The selection, isolation, and accurate positioning of single cells in three dimensions are increasingly desirable in many areas of cell biology and tissue engineering. We describe the application of a simple and low cost dielectrophoretic device for picking out and relocating single target cells. The device consists of a single metal electrode and an AC signal generator. It does not require microfabrication technologies or sophisticated electronics. The dielectrophoretic manipulator also discriminates between live and dead cells and is capable of redistributing intracellular organelles.

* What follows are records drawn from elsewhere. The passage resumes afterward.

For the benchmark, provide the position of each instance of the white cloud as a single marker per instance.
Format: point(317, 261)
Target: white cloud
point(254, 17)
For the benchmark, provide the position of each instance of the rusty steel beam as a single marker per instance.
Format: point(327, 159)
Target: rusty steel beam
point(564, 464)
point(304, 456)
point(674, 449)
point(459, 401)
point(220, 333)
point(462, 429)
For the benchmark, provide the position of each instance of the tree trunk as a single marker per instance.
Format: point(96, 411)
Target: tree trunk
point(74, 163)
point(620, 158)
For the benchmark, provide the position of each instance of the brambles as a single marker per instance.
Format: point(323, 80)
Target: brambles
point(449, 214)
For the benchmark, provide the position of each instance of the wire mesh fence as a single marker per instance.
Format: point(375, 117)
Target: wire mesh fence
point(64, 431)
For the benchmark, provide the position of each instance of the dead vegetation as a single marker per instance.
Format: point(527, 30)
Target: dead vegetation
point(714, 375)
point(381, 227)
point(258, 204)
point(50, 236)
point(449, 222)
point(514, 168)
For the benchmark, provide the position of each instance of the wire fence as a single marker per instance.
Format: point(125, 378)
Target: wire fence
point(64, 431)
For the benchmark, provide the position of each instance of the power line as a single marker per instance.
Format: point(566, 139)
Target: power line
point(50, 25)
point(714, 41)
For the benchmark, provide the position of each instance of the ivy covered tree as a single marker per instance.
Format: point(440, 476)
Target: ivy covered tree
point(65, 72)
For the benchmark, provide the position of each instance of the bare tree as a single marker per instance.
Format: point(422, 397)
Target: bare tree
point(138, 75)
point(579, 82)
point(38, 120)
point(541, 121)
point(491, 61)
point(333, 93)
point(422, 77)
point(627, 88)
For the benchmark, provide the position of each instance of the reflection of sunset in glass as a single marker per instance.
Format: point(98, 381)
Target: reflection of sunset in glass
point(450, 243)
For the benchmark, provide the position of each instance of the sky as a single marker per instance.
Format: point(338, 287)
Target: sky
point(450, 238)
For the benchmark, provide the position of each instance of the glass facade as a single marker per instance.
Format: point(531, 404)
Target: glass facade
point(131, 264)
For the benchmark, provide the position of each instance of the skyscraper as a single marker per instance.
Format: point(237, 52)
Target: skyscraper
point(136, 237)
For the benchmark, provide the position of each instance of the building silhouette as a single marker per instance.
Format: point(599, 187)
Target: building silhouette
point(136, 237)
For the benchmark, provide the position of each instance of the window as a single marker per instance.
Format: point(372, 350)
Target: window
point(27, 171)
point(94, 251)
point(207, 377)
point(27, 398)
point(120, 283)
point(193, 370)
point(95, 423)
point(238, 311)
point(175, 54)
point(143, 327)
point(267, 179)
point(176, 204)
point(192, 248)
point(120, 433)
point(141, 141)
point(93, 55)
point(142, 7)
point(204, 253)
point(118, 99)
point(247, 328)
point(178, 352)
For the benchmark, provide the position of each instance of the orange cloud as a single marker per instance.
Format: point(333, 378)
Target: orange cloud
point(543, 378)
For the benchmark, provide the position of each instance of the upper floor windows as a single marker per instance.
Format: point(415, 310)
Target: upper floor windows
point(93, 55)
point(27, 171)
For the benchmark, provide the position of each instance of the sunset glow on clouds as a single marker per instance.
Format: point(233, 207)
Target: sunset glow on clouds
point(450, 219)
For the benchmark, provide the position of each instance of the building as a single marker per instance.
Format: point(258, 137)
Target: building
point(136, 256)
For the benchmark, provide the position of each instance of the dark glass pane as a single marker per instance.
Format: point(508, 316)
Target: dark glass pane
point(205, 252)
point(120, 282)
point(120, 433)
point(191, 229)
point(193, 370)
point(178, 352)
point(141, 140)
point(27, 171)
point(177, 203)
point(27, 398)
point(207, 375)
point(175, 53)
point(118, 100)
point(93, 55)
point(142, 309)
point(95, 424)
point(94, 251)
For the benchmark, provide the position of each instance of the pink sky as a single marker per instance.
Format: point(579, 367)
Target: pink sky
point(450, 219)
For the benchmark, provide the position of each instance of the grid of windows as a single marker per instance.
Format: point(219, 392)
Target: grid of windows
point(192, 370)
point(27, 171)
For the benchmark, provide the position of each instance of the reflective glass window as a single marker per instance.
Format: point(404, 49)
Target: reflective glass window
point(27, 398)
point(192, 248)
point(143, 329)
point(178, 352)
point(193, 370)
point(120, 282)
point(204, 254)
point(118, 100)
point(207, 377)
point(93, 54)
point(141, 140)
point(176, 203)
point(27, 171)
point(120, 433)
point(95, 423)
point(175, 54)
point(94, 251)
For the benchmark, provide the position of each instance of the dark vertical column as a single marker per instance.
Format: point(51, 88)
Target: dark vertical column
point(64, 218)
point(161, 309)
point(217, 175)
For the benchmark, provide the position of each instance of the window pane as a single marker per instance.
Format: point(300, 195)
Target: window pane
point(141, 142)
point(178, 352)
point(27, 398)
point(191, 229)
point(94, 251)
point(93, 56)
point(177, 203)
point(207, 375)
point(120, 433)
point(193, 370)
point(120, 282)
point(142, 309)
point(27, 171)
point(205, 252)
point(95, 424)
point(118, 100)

Dielectrophoresis (DEP) is a proven technique for characterizing and manipulating cells by imposing forces through applied AC electrical field gradients. This technique, which can be used on diverse cell types and multicellular organisms, has been largely worked on in physics and engineering laboratories and has received limited attention as a potentially useful tool for biologists (1-3). Most studies utilizing DEP use sophisticated planar DEP microelectrode arrays coupled to microfluidics systems for large-scale separation of thousands of cells (4-6). These devices have shown significant advances with the advent of photolithography-based microfabrication technologies and new polymers, however they are not suitable for small-scale separations of rare cells within a heterogeneous population and are not commercially available. Similarly, cell sorting flow cytometers are optimized for high-throughput applications but are not appropriate for all cell types and often require large quantities of sample material that not all applications have the fortune of. Additionally, these systems are costly and often require a trained technician for proper operation. Other cell manipulation technologies, including optical tweezers, enable single cell manipulation but also require highly specialized and expensive instrumentation.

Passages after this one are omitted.